OMO’s gold-winning campaign in last year’s WARC Media Awards offered a new take on integration. Tahaab Rais, Regional Head of Strategic Planning, FP7/MENA, explains how eBay, ambient, Periscope, a 23-hour Facebook Live ad and social media disrupted and engaged Arab parents in a quest to show them that dirt is good.

‘Dirt is Good’ is a long-established global platform for OMO (known as Persil and Surf Excel in other parts of the world), that has resonated with people pretty much everywhere in the world, without the need of a single tweak to the platform.

But the Middle East was an exception to this rule. The biggest barrier to landing the platform in this market was a simple but alarming insight; that there is no way a mother would truly believe that ‘Dirt is Good’. Because, rooted deep in mothers’ minds, reinforced by culture, is a belief that dirt is actually bad for children; appearing clean is a characteristic that is an essential part of Arab personality development and character-building. So how could we communicate this platform when the response against it was almost hostile?

In a world of big data, we chose the right data

Kids today in the Middle East spend less than an hour every day engaged in active play. However, this statistic alone was unlikely to cut through the clutter. Every day parents are bombarded with statistics regarding their children which quickly become white noise. To provoke parents and persuade them to get their kids off couches and beds, we needed to give the data a visual life of its own – by showing parents the reality of their kids’ lives.

A live, visual representation provoked parents and earned attention

We wanted to create a live, visual representation of kids’ lives today. So, we chose an upcoming and relatively untapped media format – live streaming – on familiar channels (Facebook, YouTube, Twitter) to help us disrupt the content out there and earn the attention we needed.

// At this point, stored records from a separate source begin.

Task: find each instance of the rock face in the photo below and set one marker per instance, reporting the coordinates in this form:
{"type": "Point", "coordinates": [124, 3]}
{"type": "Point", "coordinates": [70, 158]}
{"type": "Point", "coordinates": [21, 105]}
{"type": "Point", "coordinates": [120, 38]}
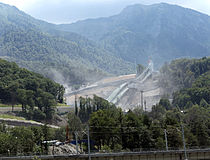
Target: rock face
{"type": "Point", "coordinates": [63, 149]}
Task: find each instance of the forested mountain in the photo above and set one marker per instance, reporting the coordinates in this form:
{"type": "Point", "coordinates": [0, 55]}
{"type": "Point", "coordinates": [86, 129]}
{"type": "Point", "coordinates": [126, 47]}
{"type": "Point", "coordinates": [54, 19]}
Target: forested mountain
{"type": "Point", "coordinates": [64, 57]}
{"type": "Point", "coordinates": [37, 95]}
{"type": "Point", "coordinates": [160, 31]}
{"type": "Point", "coordinates": [189, 79]}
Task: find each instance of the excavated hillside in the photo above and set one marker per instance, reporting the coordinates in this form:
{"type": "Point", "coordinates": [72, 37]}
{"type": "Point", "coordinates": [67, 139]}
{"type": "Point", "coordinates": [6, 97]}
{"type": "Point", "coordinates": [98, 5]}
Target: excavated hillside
{"type": "Point", "coordinates": [125, 91]}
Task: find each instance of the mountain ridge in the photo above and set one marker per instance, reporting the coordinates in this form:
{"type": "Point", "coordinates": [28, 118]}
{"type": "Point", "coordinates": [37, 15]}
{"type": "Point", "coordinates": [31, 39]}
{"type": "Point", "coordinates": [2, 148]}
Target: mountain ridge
{"type": "Point", "coordinates": [38, 46]}
{"type": "Point", "coordinates": [160, 31]}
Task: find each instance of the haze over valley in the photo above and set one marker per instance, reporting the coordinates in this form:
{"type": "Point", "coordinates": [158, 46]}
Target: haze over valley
{"type": "Point", "coordinates": [134, 81]}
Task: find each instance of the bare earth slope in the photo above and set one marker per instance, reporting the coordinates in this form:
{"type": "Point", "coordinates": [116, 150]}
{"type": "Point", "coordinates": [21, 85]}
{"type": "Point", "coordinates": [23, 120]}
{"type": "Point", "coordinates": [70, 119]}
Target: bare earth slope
{"type": "Point", "coordinates": [131, 98]}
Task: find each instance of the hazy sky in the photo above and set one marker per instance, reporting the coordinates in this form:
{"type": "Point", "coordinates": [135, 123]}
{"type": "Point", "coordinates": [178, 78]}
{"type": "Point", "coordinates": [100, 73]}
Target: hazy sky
{"type": "Point", "coordinates": [67, 11]}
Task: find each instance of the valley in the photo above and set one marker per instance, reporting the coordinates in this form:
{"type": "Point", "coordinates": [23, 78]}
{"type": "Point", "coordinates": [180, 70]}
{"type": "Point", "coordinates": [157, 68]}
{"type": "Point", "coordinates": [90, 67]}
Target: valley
{"type": "Point", "coordinates": [124, 91]}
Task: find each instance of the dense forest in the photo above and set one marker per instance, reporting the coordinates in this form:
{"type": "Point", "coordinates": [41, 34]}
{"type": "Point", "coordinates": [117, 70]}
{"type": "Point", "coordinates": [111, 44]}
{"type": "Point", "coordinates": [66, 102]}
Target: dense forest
{"type": "Point", "coordinates": [35, 93]}
{"type": "Point", "coordinates": [161, 31]}
{"type": "Point", "coordinates": [113, 130]}
{"type": "Point", "coordinates": [40, 47]}
{"type": "Point", "coordinates": [182, 73]}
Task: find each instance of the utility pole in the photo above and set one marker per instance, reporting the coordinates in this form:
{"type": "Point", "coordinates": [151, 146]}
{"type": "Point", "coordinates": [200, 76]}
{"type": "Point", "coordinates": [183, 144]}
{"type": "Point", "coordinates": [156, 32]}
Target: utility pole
{"type": "Point", "coordinates": [166, 139]}
{"type": "Point", "coordinates": [142, 101]}
{"type": "Point", "coordinates": [89, 157]}
{"type": "Point", "coordinates": [145, 105]}
{"type": "Point", "coordinates": [185, 153]}
{"type": "Point", "coordinates": [76, 137]}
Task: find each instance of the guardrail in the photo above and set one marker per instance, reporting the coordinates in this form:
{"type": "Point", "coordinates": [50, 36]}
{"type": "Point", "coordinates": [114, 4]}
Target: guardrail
{"type": "Point", "coordinates": [193, 154]}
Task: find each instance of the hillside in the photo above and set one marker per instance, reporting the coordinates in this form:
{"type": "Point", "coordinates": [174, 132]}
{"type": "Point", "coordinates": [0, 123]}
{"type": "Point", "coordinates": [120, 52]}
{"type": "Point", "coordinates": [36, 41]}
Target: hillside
{"type": "Point", "coordinates": [160, 31]}
{"type": "Point", "coordinates": [35, 93]}
{"type": "Point", "coordinates": [65, 57]}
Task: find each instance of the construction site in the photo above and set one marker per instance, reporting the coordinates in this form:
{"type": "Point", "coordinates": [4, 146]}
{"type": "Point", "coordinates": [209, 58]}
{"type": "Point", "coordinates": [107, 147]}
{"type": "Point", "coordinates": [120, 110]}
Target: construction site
{"type": "Point", "coordinates": [126, 91]}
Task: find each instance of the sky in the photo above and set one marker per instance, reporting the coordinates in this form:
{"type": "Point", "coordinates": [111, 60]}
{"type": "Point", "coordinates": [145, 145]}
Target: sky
{"type": "Point", "coordinates": [69, 11]}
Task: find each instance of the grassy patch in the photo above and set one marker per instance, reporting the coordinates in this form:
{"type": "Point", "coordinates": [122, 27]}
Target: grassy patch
{"type": "Point", "coordinates": [7, 105]}
{"type": "Point", "coordinates": [11, 117]}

And to wake parents up to the fact that kids today are ‘the least active kids ever’ and spend on average 23 hours a day inactive, we created the longest cross-platform live-stream content; a 23-hour video on Facebook Live and an iconic live YouTube masthead, showing a kid doing absolutely nothing; well, apart from sleeping, playing video games, checking in on social, watching Netflix and hover-boarding his way to and from the kitchen. It was also live on Twitter via Periscope. The video was long and boring for a good reason, as its one purpose was to depict exactly what kids spend their day doing.

In an era of 6-second ads, an 82,800-second ad that was the centrepiece of our content strategy, earned people’s attention for, on average, five minutes. This amount of time spent watching and interacting with the brand’s content is an achievement in today’s era, where people strive for content stickiness.

Educating and supporting them was the actual end game

Our communication strategy was focused on being agile and responsive. Having anticipated negative feedback from parents, we had planned a fully-fledged, agile, responsive strategy to share why OMO was doing this and why kids’ activity was important. Simply provoking them was neither sufficient nor effective. With parents debating the inactivity of kids today online, we switched from provoking them, to helping them.

Since social media was the primary channel to directly provoke a response from parents around kids’ inactivity, we needed social media to educate parents as well as to drive an understanding of why ‘Dirt is Good’.

We partnered with a team of trusted child psychologists and doctors from kidsFIRST Medical Center (KFMC) to respond individually to people, online, in real time, explaining the importance of active play. They suggested activities to do with kids, reassured mums, answered all the questions they might have, and addressed their concerns.

Webisodes were created with more medical professionals on specific topics, helping parents overcome key challenges.

We also turned the tech addiction blame away from kids, putting the balls in parents’ court, through video content on social media of kids sharing with their parents that dirt is good; and if they aren’t encouraged to get off the couch, more of them will end up depressed, obese, or with learning difficulties.

Provoking parents at additional surprising touchpoints, earned more word of mouth

Ambient messaging in playgrounds drove parents online to find out more about the campaign through messages such as: ‘The least played on seesaw in history’, ‘The least swung on swing in history’, and ‘The least slid on slide in history’. And we turned eBay into an advertising channel by giving away kids’ swings and slides for free, to help encourage more outdoor play.

We didn’t start with television, we intended to influence it instead

Bucking the norms of traditional mass media, our campaign didn’t start with television. But the provocative subject matter did influence television content. The buzz and word of mouth was so significant that leading TV channels such as MBC included kids’ activity into its content programming on its most popular shows. Kalam Nawaem, a popular Arabic talk show, released for the first time an episode completely hosted by children, rather the usual famous hosts, who tackled this very subject.

So, with ‘The dullest ad in history for the least active kids in history’, a social-at-heart campaign that was designed to drive conversations, we achieved a discourse in Arab society about whether dirt is bad, or if it can actually be quite good for your children. The campaign generated an overwhelming response – sometimes negative – and that was exactly what we wanted. After all, what is changing a behaviour if not influencing people to move?